Il y a de la lumière et de la vie. J’ai l’impression que les spectateurs sont très sensibles à ça.Je l’espère. Le but c’est quand même qu’il y ait des échos entre les gens, qu’ils puissent se dire : « Tiens, je le connais mieux, et je me connais mieux. » Mes films parlent, au fond, de choses très universelles : l‘amour, la fraternité, l’exil, les rapports humains. Ce sont des notions assez simples en vérité. Ils invitent à la rencontre de mondes différents. C’est très dangereux des mondes qui ne se rencontrent jamais.
D’où vient le titre ?
De Frantz, le grand-père de Nicolas, et d’une séquence tournée dans sa cuisine où il fumait pensivement une cigarette devant une très belle photo à la Walker Evans qui représentait ses deux parents devant leur roulotte et qui tout à coup a dit : « Là-bas j’ai grandi. Si seulement je pouvais revenir comme j’étais enfant. Quand tu es petit, tu sais tout. Quand tu nais, tu es intelligent.

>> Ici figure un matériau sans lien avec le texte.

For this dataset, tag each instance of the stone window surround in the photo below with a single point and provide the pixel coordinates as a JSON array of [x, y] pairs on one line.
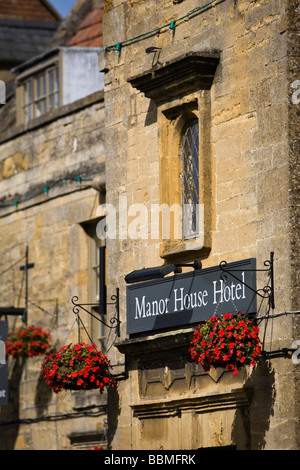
[[181, 91]]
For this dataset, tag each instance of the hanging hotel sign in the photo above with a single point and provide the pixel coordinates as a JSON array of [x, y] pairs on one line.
[[3, 365], [191, 297]]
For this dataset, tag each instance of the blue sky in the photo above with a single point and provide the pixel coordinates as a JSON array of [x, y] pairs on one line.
[[62, 6]]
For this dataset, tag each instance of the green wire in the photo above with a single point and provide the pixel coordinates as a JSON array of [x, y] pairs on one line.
[[46, 189], [170, 25]]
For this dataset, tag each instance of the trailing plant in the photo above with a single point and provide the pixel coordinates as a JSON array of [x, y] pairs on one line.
[[27, 341], [77, 367], [226, 341]]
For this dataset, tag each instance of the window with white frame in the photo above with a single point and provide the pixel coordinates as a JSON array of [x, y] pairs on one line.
[[41, 93]]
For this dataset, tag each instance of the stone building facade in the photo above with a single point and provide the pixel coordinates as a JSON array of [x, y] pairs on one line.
[[52, 180], [233, 68]]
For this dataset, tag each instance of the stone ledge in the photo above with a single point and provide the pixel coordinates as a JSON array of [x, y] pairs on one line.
[[53, 116], [160, 341], [180, 76]]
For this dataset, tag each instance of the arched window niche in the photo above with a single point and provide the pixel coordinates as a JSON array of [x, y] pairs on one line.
[[180, 90]]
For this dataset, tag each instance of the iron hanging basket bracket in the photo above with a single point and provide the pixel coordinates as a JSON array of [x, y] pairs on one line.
[[268, 290], [114, 321]]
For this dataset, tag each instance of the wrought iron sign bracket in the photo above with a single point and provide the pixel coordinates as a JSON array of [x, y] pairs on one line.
[[114, 322], [268, 290]]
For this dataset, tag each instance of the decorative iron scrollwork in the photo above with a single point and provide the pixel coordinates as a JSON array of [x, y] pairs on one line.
[[114, 321]]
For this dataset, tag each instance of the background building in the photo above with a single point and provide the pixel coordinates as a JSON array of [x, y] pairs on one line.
[[224, 72], [51, 182]]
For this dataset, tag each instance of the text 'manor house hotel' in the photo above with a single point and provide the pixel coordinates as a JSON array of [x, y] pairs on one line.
[[201, 113]]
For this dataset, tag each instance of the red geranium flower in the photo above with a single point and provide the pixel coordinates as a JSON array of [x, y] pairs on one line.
[[73, 368]]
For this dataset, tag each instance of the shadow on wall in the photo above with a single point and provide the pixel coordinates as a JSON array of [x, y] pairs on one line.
[[42, 397], [113, 412], [9, 415], [255, 421]]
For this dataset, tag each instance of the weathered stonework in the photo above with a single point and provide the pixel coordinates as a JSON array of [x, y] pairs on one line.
[[251, 148], [50, 153]]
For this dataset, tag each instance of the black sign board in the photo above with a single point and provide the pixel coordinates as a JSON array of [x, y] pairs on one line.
[[3, 365], [191, 297]]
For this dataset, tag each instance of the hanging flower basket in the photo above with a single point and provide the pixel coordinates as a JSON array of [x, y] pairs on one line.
[[77, 367], [27, 341], [226, 341]]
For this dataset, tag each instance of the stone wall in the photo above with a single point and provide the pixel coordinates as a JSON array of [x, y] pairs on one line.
[[251, 145]]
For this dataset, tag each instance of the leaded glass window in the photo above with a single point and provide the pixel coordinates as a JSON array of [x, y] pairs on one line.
[[190, 177]]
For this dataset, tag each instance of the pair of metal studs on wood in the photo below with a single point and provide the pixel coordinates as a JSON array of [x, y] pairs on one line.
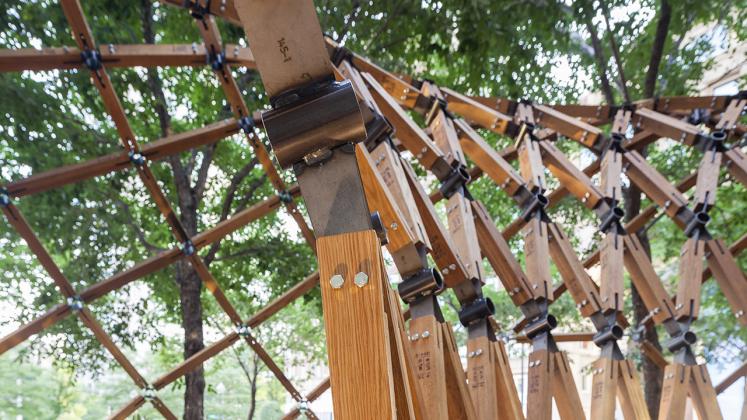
[[337, 280]]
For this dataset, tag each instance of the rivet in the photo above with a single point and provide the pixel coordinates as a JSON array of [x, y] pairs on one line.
[[336, 281], [361, 279]]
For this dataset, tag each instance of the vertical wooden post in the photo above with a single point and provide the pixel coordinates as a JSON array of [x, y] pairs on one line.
[[358, 340]]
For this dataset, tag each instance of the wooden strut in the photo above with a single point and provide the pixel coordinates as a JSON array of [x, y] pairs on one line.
[[453, 251]]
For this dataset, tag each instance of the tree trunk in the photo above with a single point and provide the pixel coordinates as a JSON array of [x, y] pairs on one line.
[[652, 373], [190, 288]]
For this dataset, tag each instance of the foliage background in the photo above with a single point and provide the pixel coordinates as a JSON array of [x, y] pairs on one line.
[[538, 49]]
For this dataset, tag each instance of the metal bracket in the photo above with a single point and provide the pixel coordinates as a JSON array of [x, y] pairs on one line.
[[91, 59], [4, 197], [75, 303], [426, 282], [136, 158], [188, 248], [478, 309], [307, 121], [197, 10]]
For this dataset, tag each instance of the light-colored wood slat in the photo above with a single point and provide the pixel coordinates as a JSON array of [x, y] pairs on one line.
[[703, 395], [495, 248], [537, 257], [489, 160], [406, 131], [355, 323], [564, 390], [118, 55], [380, 200], [630, 394], [654, 185], [568, 126], [665, 126], [577, 280], [570, 176], [292, 53], [646, 280], [476, 112], [688, 287], [708, 173], [729, 276], [540, 385], [604, 372], [389, 165]]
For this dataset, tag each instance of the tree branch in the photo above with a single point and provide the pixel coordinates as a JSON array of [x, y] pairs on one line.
[[657, 49], [615, 53], [599, 59]]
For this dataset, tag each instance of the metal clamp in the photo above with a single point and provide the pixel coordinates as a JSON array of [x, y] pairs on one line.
[[427, 281], [285, 196], [697, 224], [534, 204], [91, 59], [4, 197], [75, 303], [243, 330], [478, 309], [149, 393], [306, 122], [246, 124], [136, 158], [216, 60], [613, 219], [197, 10], [457, 178], [188, 248]]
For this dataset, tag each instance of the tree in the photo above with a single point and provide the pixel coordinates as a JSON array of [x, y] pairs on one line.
[[101, 226]]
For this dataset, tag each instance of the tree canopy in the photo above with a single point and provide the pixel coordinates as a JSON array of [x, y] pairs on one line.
[[544, 50]]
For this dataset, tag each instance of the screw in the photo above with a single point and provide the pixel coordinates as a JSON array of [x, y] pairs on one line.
[[336, 281], [361, 279]]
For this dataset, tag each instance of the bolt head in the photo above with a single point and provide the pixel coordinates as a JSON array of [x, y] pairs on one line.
[[336, 281], [361, 279]]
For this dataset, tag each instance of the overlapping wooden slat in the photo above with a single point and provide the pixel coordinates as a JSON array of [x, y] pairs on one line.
[[153, 151], [119, 55]]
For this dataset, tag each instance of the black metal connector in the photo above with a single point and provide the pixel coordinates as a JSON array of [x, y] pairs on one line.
[[75, 303], [613, 220], [91, 59], [216, 60], [246, 124], [136, 158], [285, 196], [188, 248], [425, 282], [478, 309], [457, 178], [697, 225], [537, 203], [197, 10]]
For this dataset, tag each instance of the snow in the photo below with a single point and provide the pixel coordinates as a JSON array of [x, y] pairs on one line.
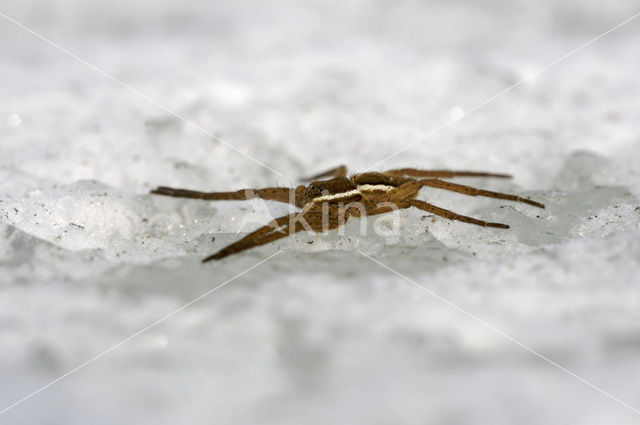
[[319, 333]]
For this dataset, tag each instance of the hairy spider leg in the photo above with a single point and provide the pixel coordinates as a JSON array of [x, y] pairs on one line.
[[340, 171], [472, 191], [279, 194], [414, 172], [282, 227], [451, 215]]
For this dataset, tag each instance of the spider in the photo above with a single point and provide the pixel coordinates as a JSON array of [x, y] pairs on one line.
[[331, 198]]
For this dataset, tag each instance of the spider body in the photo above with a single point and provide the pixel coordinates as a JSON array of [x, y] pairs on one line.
[[331, 198]]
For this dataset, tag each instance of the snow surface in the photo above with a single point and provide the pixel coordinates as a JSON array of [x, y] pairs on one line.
[[319, 334]]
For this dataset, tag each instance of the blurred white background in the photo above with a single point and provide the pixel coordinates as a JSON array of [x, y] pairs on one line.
[[320, 333]]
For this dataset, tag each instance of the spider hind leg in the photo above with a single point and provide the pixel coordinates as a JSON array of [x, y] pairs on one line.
[[424, 206], [414, 172], [472, 191]]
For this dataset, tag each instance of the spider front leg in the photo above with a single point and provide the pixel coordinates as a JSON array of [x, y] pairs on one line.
[[340, 171], [472, 191], [282, 227], [279, 194], [451, 215], [414, 172]]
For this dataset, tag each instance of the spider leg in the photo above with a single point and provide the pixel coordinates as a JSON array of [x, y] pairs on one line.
[[402, 192], [280, 228], [260, 236], [451, 215], [340, 171], [280, 194], [414, 172], [472, 191]]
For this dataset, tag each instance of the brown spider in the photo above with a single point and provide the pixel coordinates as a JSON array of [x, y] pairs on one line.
[[328, 204]]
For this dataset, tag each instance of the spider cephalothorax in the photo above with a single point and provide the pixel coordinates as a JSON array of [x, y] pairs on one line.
[[327, 204]]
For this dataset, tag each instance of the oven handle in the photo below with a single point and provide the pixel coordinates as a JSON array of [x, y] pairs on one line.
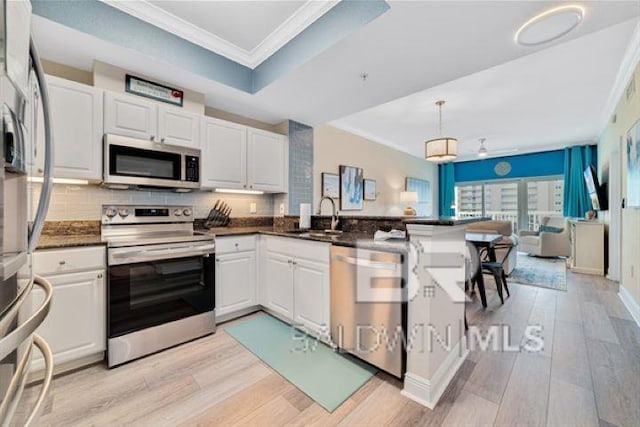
[[155, 253]]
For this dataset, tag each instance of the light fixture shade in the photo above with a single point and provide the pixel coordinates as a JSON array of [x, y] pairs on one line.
[[408, 196], [441, 149]]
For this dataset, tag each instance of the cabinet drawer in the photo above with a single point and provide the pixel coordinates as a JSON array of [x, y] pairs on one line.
[[56, 261], [297, 248], [230, 244]]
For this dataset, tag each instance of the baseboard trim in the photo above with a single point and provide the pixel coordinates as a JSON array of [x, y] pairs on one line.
[[630, 303], [428, 392]]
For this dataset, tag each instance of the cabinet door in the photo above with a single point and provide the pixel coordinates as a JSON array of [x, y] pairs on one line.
[[235, 282], [311, 295], [76, 115], [267, 165], [279, 284], [76, 324], [178, 127], [130, 116], [224, 155]]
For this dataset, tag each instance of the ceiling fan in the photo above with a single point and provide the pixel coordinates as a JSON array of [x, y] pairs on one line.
[[483, 152]]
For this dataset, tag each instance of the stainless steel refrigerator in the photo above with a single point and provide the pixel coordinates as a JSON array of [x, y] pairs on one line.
[[22, 88]]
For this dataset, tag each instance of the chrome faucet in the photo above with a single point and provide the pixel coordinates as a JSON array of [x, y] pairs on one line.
[[334, 213]]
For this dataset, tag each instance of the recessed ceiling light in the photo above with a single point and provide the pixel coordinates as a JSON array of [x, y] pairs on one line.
[[549, 25]]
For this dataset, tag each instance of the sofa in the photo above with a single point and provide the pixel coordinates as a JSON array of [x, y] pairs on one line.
[[546, 243], [505, 228]]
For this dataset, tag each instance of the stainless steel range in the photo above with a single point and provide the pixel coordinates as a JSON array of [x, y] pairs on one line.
[[161, 280]]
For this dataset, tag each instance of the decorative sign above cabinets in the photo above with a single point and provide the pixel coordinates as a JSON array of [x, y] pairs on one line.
[[142, 87], [502, 168]]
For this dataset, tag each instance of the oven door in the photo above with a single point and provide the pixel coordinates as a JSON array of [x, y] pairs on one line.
[[158, 287]]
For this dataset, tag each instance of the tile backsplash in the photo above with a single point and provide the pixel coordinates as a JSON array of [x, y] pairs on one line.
[[84, 202]]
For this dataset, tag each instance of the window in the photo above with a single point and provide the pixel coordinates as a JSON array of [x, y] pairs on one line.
[[523, 202]]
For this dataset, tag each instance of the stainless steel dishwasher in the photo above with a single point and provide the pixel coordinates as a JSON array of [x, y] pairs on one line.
[[368, 306]]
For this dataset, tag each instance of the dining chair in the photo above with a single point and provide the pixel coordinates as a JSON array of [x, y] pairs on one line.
[[472, 266], [496, 268]]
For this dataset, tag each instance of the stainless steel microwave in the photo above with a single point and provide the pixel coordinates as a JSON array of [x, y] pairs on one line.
[[131, 163]]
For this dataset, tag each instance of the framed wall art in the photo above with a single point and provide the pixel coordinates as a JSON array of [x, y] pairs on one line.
[[330, 185], [351, 188], [370, 190]]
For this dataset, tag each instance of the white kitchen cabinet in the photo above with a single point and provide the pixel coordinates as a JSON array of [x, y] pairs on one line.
[[178, 127], [76, 113], [311, 295], [137, 117], [267, 161], [235, 282], [131, 116], [278, 284], [76, 120], [224, 154], [76, 325], [296, 282]]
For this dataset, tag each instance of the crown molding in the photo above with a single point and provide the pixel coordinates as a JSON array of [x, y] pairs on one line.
[[304, 16], [627, 67]]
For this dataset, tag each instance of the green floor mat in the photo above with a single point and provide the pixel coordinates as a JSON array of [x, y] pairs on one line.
[[329, 378]]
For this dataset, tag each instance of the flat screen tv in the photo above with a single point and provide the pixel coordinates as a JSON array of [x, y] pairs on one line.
[[597, 193]]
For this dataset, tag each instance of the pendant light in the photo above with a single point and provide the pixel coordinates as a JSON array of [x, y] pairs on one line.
[[443, 148], [482, 152]]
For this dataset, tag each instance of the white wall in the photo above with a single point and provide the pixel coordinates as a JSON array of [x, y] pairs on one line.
[[387, 166], [627, 112]]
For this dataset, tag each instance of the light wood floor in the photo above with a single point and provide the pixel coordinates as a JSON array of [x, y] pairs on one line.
[[588, 374]]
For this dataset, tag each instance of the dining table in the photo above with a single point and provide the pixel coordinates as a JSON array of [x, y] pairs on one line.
[[487, 241]]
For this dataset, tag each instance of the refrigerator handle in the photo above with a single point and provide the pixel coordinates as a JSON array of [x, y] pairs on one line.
[[47, 185]]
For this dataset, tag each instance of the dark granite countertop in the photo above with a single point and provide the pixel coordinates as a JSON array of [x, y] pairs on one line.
[[62, 241], [351, 239], [236, 231], [446, 221]]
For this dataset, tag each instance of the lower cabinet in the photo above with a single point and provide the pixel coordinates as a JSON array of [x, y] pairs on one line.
[[75, 328], [279, 284], [311, 295], [236, 276], [236, 280], [296, 282]]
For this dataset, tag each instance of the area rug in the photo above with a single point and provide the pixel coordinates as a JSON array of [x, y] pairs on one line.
[[327, 377], [542, 272]]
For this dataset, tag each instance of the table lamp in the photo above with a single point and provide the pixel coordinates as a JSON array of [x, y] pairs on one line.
[[409, 197]]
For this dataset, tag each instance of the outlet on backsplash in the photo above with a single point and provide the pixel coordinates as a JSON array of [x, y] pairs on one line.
[[84, 202]]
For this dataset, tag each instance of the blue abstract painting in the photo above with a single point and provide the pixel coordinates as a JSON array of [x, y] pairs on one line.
[[351, 188]]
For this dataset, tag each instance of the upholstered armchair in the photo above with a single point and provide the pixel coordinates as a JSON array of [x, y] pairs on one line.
[[506, 229], [545, 243]]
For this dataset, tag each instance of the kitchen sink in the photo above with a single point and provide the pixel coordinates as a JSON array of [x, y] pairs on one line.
[[317, 233]]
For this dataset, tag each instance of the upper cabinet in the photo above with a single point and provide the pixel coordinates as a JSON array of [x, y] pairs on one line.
[[178, 127], [224, 154], [76, 121], [239, 157], [137, 117], [267, 161], [130, 116]]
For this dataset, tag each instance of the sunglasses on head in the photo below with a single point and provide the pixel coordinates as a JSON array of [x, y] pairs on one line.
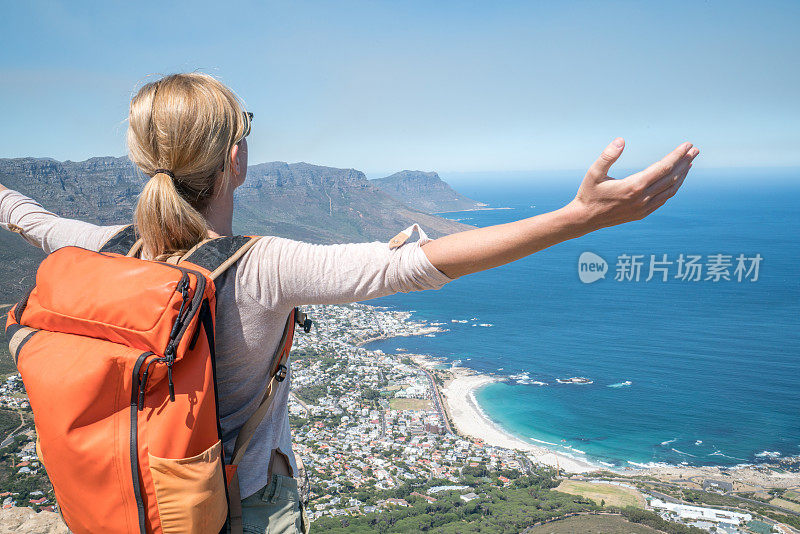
[[248, 119]]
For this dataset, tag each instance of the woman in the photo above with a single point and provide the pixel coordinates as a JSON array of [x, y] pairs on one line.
[[195, 128]]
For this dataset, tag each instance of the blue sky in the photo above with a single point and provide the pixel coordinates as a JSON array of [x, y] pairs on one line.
[[445, 86]]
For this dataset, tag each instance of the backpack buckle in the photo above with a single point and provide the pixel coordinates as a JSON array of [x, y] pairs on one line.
[[280, 374]]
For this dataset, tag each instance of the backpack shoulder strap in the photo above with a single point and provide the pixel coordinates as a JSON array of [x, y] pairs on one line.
[[125, 241], [216, 255]]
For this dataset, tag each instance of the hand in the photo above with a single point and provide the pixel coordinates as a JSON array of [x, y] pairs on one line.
[[605, 201]]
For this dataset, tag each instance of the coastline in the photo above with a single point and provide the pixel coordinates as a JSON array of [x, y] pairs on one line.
[[470, 420]]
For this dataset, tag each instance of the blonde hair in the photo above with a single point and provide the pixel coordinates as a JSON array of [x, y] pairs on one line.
[[186, 124]]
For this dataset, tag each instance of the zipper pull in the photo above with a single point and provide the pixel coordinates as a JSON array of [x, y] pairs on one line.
[[142, 384], [183, 287], [171, 384]]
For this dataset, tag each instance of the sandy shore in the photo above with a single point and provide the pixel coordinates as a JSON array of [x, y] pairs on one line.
[[470, 420]]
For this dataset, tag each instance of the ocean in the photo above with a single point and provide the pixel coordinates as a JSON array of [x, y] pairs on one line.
[[683, 372]]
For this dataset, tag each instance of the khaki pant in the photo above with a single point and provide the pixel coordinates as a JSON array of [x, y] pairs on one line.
[[275, 509]]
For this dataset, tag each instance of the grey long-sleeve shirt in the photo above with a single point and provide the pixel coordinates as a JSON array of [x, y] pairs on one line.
[[271, 278]]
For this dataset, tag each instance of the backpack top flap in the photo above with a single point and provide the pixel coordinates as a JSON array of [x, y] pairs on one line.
[[142, 304]]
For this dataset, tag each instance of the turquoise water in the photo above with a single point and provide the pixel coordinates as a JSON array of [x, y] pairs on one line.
[[713, 368]]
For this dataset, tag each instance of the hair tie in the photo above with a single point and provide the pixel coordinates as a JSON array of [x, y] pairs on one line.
[[164, 171]]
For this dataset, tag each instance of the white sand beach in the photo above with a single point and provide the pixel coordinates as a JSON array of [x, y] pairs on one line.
[[470, 420]]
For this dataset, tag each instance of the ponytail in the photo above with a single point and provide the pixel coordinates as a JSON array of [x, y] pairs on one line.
[[181, 130], [166, 222]]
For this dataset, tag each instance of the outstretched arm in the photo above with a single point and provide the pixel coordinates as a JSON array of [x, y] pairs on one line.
[[601, 201], [44, 229]]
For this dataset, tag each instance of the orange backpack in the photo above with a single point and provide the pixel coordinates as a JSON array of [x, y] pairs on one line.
[[117, 356]]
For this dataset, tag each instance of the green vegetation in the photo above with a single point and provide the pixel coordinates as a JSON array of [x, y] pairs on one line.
[[604, 493], [607, 524], [528, 500]]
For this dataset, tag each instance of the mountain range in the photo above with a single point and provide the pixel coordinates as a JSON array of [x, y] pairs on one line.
[[425, 191], [299, 201]]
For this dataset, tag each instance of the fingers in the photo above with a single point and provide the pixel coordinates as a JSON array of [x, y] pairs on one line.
[[599, 169], [661, 198], [661, 168], [678, 170]]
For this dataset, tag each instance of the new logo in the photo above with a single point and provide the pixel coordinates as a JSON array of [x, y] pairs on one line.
[[591, 267]]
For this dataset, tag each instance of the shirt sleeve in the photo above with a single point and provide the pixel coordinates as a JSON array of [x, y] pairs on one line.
[[281, 273], [47, 230]]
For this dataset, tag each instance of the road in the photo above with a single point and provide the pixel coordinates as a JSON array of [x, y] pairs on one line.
[[677, 486], [437, 401]]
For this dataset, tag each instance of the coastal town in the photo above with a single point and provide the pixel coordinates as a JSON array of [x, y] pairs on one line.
[[380, 434]]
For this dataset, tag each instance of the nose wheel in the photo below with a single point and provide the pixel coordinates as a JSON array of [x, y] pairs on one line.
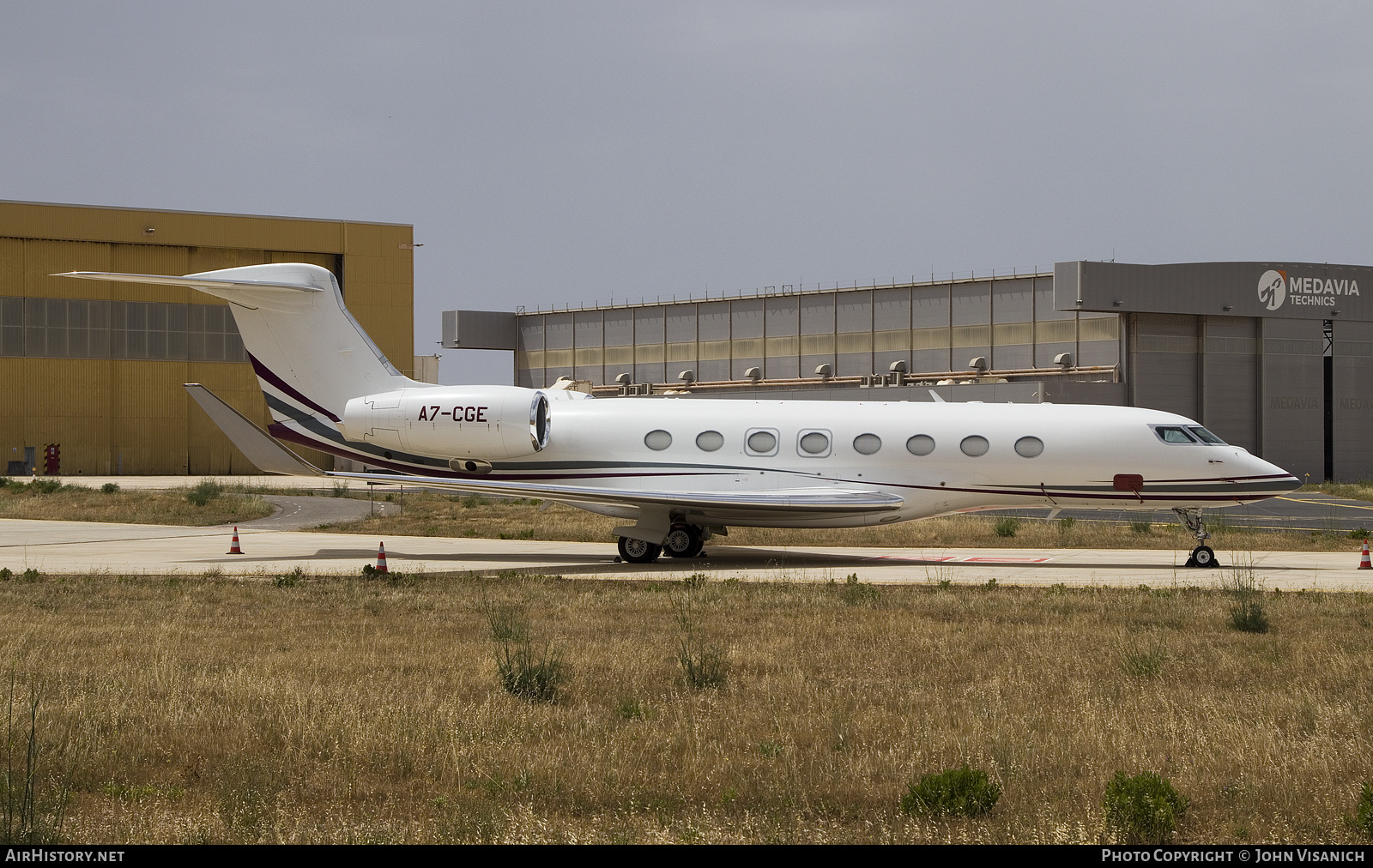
[[1203, 555]]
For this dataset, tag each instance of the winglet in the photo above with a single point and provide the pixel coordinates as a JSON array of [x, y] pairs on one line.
[[268, 455]]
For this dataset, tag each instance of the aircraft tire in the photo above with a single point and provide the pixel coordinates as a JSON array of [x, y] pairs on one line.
[[683, 541], [1203, 557], [638, 551]]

Là-bas j’ai grandi, on avait tout, des poules, des chats, on voyageait de ville en ville ». Comme une espèce de territoire donc, qui est nulle part ou un peu partout mais qui est un territoire merveilleux. Un pays où l’on n’arrive jamais. Ca s’est transformé en Loin de vous j’ai grandi, puisque Nicolas était loin des siens mais aussi de nous, du reste de la société. En foyer, les enfants sont dans un monde à part, loin des leurs et de nous isolés, entre eux. Mais ils y grandissent joliment aussi et ont à nous apprendre.